El farallón de pizarra y basalto no resiste pisadas. Y gruesas migas de roca se precipitan sobre el mar. Mojones azules advierten del peligro. No hay que sobrepasarlos. Varias muertes hubo aquí. Se lo recuerdo. Le advierto que su temeridad no es original, que muchos otro se asomaron y algunos perdieron pie.

Ella camina sobre el linde inestable, resbala voluntariamente solo por hacerme sufrir. Pero no se despeña. Tiene recursos de bailarina. Sabe un par de piruetas que nunca fallan.

Yo no me acerco, ni siquiera siento la tentación. La belleza de la vista vertical no me desvía. Ninguna belleza me desvía.

"Tú no te asomas. Ya no te asomas..."

No me lo tomo a mal, aunque cuestione mi espíritu de aventura, los viajes compulsivos, mi tienda de campaña y el refranero personal que he ido tergiversando con los años: más fiable que una brújula suele ser la veleta; menos provechoso cambiar las pilas de la linterna que perderse...

Siempre se me dio mejor la teoría. Ella conoce esa debilidad. Y no me la echa en cara. Por mi parte, no pretendo protegerla. No soy un quitamiedos. Pero estoy ahí. No hago preguntas. Nunca me asomo.

Ella lo hizo y vino a mí. Sé muy bien que vino huyendo y con cara de hechizo. Ahora se burla, me saca la lengua, se abraza a mi sombra...

Me mantengo al margen, en la seguridad del sendero. Puedo vivir sin la intensidad del abismo. La mayoría puede. Ella cree que puede. La rutina es un precio razonable cuando ya se ha vivido.

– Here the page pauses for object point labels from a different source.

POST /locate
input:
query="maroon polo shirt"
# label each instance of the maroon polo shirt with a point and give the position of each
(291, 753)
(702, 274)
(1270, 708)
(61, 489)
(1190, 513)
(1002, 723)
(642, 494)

Si alguna vez se asoma, como este domingo en Cabo de Palos, sólo es un juego, aperitivo de sus labios marinados con amnesia y salitre, cortados por el viento.

Ella cree que puede prescindir. No sabe que el abismo se adhiere al alma. No sabe que se infiltra, que insidiosamente va calando. Vulgar humedad que pudre y sin que haga falta gran altura, rocas afiladas, farallones de pizarra y basalto, desmorona.